Case-Based Review

Binge-Eating Disorder: Prevalence, Predictors, and Management in the Primary Care Setting


 

References

In contrast to the controversy regarding amount of food, the majority of studies suggest that BED binge eating episodes fall within the 2-hour duration specified by the DSM-5 criteria, although longer durations have been reported [13]. The loss of control (LOC) criterion also appears to be relatively well-supported across studies [13,14]. LOC is a key defining feature of a binge eating episode for individuals with and without BED [15–18].Furthermore, the emotional distress associated with loss of control has been associated with depressive symptoms, appearance dissatisfaction, and poorer mental health-related quality of life [19]. In contrast, one study found that 18.6% of self-reported binges were not associated with loss of control [20]. Of note, there is some concern that the focus on LOC in the diagnostic criteria may lead to under diagnosis of BED among men, as women with BED were more likely than men to identify LOC as a core aspect of a binge eating episode [17].

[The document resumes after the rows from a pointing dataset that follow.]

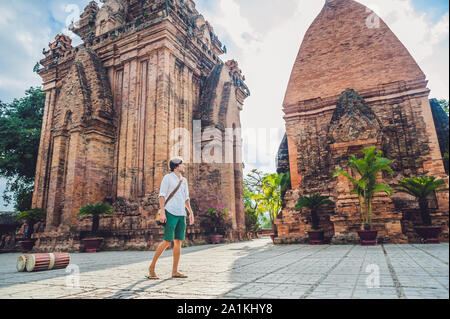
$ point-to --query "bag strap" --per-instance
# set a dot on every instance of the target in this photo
(174, 191)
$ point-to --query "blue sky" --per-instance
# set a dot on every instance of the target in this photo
(262, 35)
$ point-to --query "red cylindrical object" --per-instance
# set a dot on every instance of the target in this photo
(39, 262)
(21, 263)
(62, 260)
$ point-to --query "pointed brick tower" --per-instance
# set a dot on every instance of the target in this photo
(355, 85)
(119, 106)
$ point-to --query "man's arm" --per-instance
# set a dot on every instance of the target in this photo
(191, 213)
(162, 203)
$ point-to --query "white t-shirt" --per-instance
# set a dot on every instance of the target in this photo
(176, 206)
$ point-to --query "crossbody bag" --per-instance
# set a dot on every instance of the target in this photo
(159, 213)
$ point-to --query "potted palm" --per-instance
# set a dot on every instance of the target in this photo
(30, 217)
(422, 188)
(93, 241)
(269, 197)
(314, 203)
(366, 186)
(215, 220)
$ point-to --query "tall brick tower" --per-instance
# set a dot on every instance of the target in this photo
(354, 85)
(145, 68)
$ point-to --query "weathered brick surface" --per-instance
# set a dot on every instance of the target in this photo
(354, 87)
(112, 104)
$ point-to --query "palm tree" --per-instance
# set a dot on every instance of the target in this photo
(366, 186)
(421, 188)
(269, 198)
(314, 203)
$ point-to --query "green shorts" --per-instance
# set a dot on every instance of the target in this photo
(175, 227)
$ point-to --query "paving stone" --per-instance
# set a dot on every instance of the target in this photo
(255, 269)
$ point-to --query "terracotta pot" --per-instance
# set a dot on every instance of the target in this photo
(316, 237)
(27, 245)
(92, 245)
(215, 239)
(368, 237)
(430, 234)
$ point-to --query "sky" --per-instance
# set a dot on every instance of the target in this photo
(264, 36)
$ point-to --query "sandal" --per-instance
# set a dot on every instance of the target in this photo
(179, 275)
(152, 277)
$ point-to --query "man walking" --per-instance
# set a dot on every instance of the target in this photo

The second DSM-5 criterion for BED requires that BE episodes be associated with 3 or more of the following: (a) eating more rapidly than normal; (b) eating until uncomfortably full; (c) eating large amounts of food in the absence of hunger; (d) eating alone because of embarrassment about how much one is eating; and (e) feeling disgusted with oneself, depressed, or very guilty after overeating. This criterion is not as controversial as the first, and has correspondingly not received as much attention in the BED literature. However, results from a handful of studies provide some support for their inclusion, particularly in light of the fact that individuals are only required to endorse 3 of the 5 symptoms [13–15,17,21].

The third criteria for BED requires that individuals experience “marked distress” about BE. Only one known study has directly evaluated the distress criterion, and its validity was confirmed by results that suggested individuals with full-threshold BED had significantly greater ED-related psychopathology and depressive symptoms as compared to individuals who met all but the distress criteria for a BED diagnosis [22].

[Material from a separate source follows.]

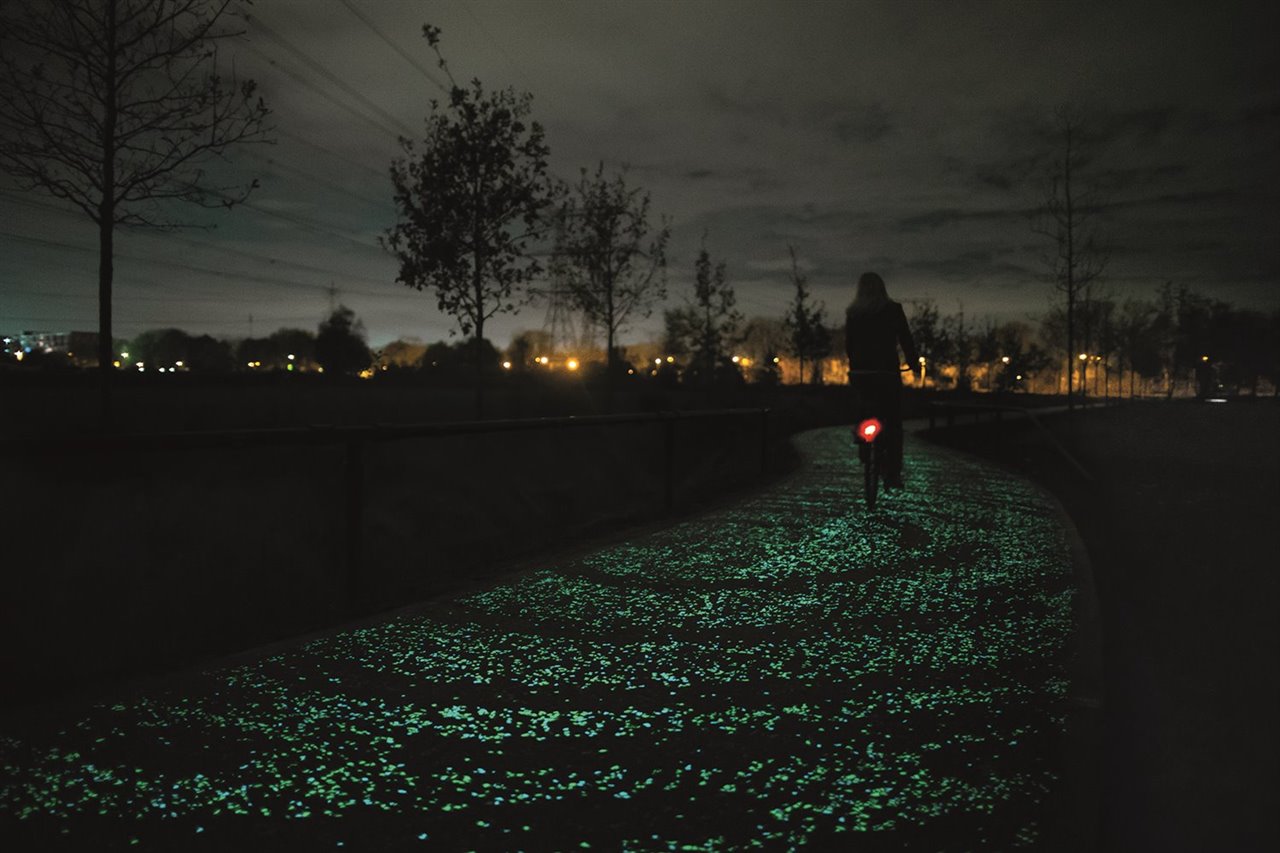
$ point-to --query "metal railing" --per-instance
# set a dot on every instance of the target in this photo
(949, 411)
(353, 441)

The fourth criteria for BED stipulates that BE occurs an average of once a week for 3 months. Previously, DSM-IV-TR required more frequent episodes, at least 2 days a week for 6 months, but this was criticized as lacking in empirical basis [23]. The current state of the evidence suggests that, with regard to frequency of BE episodes, BED best fits a continuous model rather than a categorical model. That is, symptoms and related impairment exist across a severity spectrum as a function of how often BE episodes occur. For example, in a critical review, Wilson and Sysko noted that individuals with sub-threshold frequency of BE episodes had less severe psychopathology than those meeting criteria for DSM-IV BE frequency (ie, at least 2 days a week for 6 months), but they were still significantly more impaired than those who did not binge eat [24]. The authors asserted that there was no empirical rationale for preserving the criteria of 2 binge days per week for 6 months, and indeed, DSM-5 adopted a more relaxed standard. As is the case with symptoms of many psychological disorders, there does not appear to be a definitive and concrete point at which binge eating becomes pathological [23]. Fortunately, reliability for the new criteria is good and appears superior to the DSM-IV criteria [25].